Before you use any particular HTML5 feature, it’s a good idea to look at a website of compatibility tables to see which browser versions currently support the feature. There are several of these websites, and the most popular ones are as follows:
- caniuse.com
- html5please.com
- mobilehtml5.org
Figure 2.2 shows a typical compatibility table from caniuse.com. You can see that all versions of Internet Explorer and many mobile browsers do not support WebGL, the 3D specification for HTML5 canvas (2D canvas is much more widely supported).
FIGURE 2.2.Compatibility table from caniuse.com showing WebGL support on major browser versions.
Always Use Feature Detection
Sometimes you’ll want to use a feature even if some browsers do not support it and there is no reasonable fallback. Instead of attempting to detect particular unsupporting browsers, it is always better to detect the existence of features.
For instance, the HTML5 canvas element is not supported on Internet Explorer 8 or below. To test for its support, you could create a canvas element and then check for one of the methods that you would expect to exist:
var supportsCanvas = document.createElement('canvas').getContext != undefined;
The variable supportsCanvas will be true in Internet Explorer 9 and false in Internet Explorer 8. Using document.createElement('canvas') alone is not enough because it will successfully create an element of type HTMLUnknownElement. Instead, you check to see if the getContext method exists on the new element.
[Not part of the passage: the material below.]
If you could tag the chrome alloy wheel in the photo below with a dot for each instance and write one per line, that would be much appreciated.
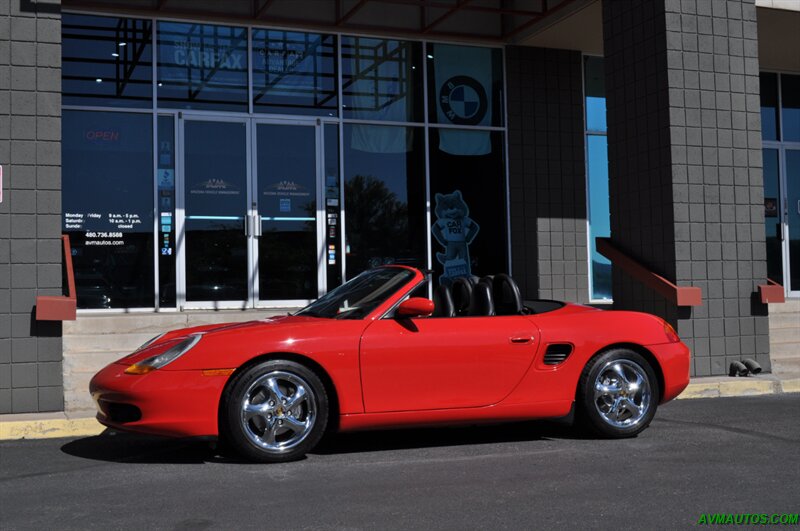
(622, 393)
(278, 411)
There are many other valid ways to test for canvas support (or most HTML5 features for that matter), and instead of bothering to find a working method for each, it is sometimes easier to use a library. The most popular feature detection library is Modernizr (modernizr.com), which can quickly detect all HTML5 and CSS3 (Cascading Style Sheets) features and enable you to respond by executing some appropriate JavaScript, or even conditionally loading different JavaScript and CSS files based on a feature’s support.